High Park vs RAL 110-1
Where High Park belongs to Benjamin Moore's range, RAL 110-1 is a RAL Effect color. Hue-wise, High Park belongs to the green-grey family and RAL 110-1 to the white family. RAL 110-1 (LRV 80) reflects noticeably more light than High Park (LRV 30), a difference of 49 points that becomes especially apparent in rooms with limited natural light. With a ΔE of 32.1, the contrast is hard to miss. These aren't variations on a theme — they're two different answers to the same question. Below you'll find 2 real-room photo comparisons where both colors appear side by side, plus 5 simulated room previews.
High Park vs RAL 110-1 in Real Spaces
2 real rooms side by side. Seeing High Park and RAL 110-1 in actual rooms makes the difference concrete; browse the spaces below to get a feel for how each color lives on a wall.
Living Room
In a living room, color works across both daylight and evening light — the same wall can read very differently at noon and at 8pm.
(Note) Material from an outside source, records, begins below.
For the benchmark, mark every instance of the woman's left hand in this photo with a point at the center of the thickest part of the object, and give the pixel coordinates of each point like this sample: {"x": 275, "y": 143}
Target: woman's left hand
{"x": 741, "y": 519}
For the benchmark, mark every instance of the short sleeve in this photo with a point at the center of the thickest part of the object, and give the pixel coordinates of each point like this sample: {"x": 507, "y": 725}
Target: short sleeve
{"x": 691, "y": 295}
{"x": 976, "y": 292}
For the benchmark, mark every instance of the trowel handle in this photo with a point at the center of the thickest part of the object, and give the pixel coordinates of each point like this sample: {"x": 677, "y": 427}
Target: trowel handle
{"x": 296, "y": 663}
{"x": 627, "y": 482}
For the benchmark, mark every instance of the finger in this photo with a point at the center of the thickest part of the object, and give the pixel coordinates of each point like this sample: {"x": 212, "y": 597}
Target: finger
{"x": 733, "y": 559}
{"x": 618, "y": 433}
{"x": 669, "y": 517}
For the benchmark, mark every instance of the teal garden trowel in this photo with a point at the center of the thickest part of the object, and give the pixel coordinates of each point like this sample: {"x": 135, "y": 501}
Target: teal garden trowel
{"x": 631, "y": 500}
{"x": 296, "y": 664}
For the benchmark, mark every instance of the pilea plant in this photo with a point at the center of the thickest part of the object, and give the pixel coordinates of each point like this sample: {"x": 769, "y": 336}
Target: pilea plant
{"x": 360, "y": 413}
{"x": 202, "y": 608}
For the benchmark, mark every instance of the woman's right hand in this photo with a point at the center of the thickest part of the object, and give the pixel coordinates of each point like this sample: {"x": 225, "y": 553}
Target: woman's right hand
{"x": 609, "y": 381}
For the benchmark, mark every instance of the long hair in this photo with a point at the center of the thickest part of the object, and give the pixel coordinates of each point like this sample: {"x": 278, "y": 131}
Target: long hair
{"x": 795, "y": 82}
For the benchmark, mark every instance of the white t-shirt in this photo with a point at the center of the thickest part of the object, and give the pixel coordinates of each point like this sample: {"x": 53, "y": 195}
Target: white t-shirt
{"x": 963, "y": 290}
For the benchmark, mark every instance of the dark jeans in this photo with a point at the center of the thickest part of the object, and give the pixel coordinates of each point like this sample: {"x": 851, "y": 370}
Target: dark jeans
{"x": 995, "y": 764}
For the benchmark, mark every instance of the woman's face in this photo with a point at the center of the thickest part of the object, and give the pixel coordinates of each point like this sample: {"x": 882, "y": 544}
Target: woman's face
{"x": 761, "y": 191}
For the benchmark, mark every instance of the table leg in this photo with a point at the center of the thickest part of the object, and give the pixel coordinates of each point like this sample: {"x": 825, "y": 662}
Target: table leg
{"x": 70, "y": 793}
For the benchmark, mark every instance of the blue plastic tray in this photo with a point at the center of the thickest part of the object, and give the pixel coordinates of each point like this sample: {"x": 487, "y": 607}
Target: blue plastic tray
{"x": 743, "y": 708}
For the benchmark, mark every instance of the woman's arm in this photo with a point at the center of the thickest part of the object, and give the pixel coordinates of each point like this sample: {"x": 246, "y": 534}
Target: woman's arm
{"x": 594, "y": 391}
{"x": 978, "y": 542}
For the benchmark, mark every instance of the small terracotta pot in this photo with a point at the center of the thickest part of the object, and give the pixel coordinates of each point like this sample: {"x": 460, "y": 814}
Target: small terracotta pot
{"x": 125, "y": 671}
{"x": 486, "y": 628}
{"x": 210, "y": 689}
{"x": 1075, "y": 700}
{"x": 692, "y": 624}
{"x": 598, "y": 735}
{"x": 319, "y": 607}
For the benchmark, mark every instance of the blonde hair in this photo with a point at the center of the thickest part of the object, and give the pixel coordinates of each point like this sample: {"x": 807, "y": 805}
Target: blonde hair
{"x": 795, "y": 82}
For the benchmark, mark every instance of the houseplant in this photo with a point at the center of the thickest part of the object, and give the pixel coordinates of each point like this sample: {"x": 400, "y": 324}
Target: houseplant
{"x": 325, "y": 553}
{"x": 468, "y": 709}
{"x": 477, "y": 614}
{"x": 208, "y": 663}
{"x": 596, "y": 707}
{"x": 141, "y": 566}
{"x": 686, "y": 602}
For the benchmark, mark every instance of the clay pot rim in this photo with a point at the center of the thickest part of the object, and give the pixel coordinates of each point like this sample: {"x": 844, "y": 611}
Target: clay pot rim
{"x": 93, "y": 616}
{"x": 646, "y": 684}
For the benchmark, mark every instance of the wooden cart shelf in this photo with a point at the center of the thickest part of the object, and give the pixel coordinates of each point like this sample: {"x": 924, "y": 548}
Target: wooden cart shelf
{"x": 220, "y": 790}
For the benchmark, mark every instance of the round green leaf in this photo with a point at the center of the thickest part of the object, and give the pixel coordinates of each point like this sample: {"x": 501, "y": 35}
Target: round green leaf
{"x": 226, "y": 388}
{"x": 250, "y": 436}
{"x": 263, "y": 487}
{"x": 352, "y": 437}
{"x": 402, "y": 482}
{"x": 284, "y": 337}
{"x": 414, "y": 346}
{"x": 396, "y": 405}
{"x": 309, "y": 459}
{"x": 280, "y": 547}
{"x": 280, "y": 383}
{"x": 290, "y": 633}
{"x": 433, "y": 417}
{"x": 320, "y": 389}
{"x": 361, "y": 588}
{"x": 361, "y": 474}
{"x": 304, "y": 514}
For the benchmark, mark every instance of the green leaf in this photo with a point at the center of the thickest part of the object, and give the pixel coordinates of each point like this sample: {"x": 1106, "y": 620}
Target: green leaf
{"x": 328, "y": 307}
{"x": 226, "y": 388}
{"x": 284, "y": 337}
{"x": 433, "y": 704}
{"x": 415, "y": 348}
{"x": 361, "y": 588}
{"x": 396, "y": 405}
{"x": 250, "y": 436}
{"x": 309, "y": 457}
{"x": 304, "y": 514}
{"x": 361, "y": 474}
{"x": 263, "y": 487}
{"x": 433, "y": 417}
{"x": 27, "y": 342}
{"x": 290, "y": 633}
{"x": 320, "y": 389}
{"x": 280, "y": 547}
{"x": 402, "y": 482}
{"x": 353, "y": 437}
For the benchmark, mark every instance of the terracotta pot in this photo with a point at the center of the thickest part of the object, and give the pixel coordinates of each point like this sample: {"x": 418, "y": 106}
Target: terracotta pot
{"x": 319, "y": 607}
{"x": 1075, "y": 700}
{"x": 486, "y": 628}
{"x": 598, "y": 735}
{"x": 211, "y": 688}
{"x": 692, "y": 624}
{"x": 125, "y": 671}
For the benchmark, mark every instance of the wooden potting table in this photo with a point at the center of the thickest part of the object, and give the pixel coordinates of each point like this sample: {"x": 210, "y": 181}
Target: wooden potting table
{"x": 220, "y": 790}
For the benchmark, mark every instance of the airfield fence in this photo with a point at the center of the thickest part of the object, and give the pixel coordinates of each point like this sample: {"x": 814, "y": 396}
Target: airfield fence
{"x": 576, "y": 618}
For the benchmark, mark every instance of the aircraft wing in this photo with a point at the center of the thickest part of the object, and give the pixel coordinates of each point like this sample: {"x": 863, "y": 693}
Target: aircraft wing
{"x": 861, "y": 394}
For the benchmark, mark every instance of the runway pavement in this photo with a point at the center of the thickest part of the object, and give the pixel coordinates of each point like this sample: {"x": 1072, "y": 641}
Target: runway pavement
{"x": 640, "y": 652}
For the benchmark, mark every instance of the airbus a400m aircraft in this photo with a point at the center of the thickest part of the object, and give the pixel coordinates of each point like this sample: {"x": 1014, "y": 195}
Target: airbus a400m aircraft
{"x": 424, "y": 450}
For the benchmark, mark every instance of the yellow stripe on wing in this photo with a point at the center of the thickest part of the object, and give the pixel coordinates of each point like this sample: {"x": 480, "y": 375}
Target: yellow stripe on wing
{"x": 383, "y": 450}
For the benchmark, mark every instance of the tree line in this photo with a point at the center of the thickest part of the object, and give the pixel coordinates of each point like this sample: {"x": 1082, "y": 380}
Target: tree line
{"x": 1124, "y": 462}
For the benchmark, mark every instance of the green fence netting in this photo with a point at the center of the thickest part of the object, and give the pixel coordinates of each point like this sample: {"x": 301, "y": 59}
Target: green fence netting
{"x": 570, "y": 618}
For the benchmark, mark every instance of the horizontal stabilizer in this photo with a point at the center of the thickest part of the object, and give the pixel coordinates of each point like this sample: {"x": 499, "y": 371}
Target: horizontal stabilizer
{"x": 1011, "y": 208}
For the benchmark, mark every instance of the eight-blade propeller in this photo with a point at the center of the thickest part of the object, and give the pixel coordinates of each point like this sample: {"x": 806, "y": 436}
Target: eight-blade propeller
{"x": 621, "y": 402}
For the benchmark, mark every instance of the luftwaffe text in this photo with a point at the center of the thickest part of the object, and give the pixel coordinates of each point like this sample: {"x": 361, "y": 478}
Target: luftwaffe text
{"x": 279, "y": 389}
The LRV gap is large enough that RAL 110-1 will make the room feel meaningfully brighter than High Park would.
Kitchen Cabinets
Kitchen cabinets are constantly compared against adjacent materials, which means subtle differences between these two become much more visible. RAL 110-1 reflects noticeably more light off the walls, making the space read more open than High Park.
Color Details
High Park vs RAL 110-1 Simulated Comparison
5 simulated room previews — drag the slider on each to see High Park on one side and RAL 110-1 on the other.
Digital color is approximate. These simulations are generated from the manufacturer's hex values and overlaid on grayscale room photos — your screen's calibration, brightness, and viewing angle all affect how they render. Before committing to either color, test physical samples in your own space under the light you actually live with.
More High Park comparisons
See how High Park stacks up against other well-photographed colors across different brands and tones.